Europese Commissie kiest voor andere aanpak biobrandstoffen
DEN HAAG (PDC) - De Europese Commissie i wil een maximum aan de hoeveelheid landbouwgewassen die gebruikt worden voor de productie van biobrandstoffen. Slechts 5% van alle brandstof zou op basis van dit soort biobrandstof mogen worden gemaakt. Volgens de Commissie zijn er betere alternatieven. Dat juist de Europese Commissie hiervoor pleit is opmerkelijk omdat de Commissie het enkele jaren terug niet nodig vond om dat in de doelstellingen voor biobrandstoffen op te nemen.
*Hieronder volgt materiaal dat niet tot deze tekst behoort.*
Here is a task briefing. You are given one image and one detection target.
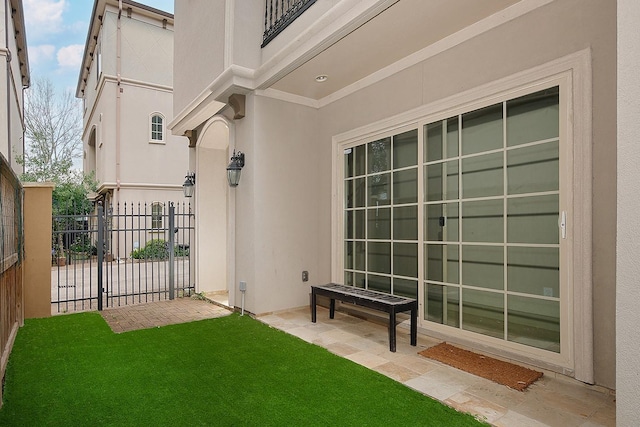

De Commissie wil met het instellen van een maximum voorkomen dat er te veel landbouwgrond wordt gebruikt voor de productie van biobrandstoffen in plaats van voor voedsel. Daarnaast is het beter voor het milieu om biobrandstof te maken van afval, stro of algen. Het nadeel van gewassen als koolzaad, tarwe, palmolie, aardappelen of suikerriet is dat het verbouwen ervan nog steeds kan leiden tot een toename in de uitstoot van broeikasgassen. Zo worden bossen gekapt om landbouwgrond rijp te maken, en wordt er voor het verbouwen van de gewassen bijvoorbeeld ook kunstmest gebruikt.
De Europese doelstelling is dat in 2020 10 procent van alle brandstoffen afkomstig is van hernieuwbare bronnen. Biobrandstoffen zouden daar vrijwel geheel in moeten voorzien.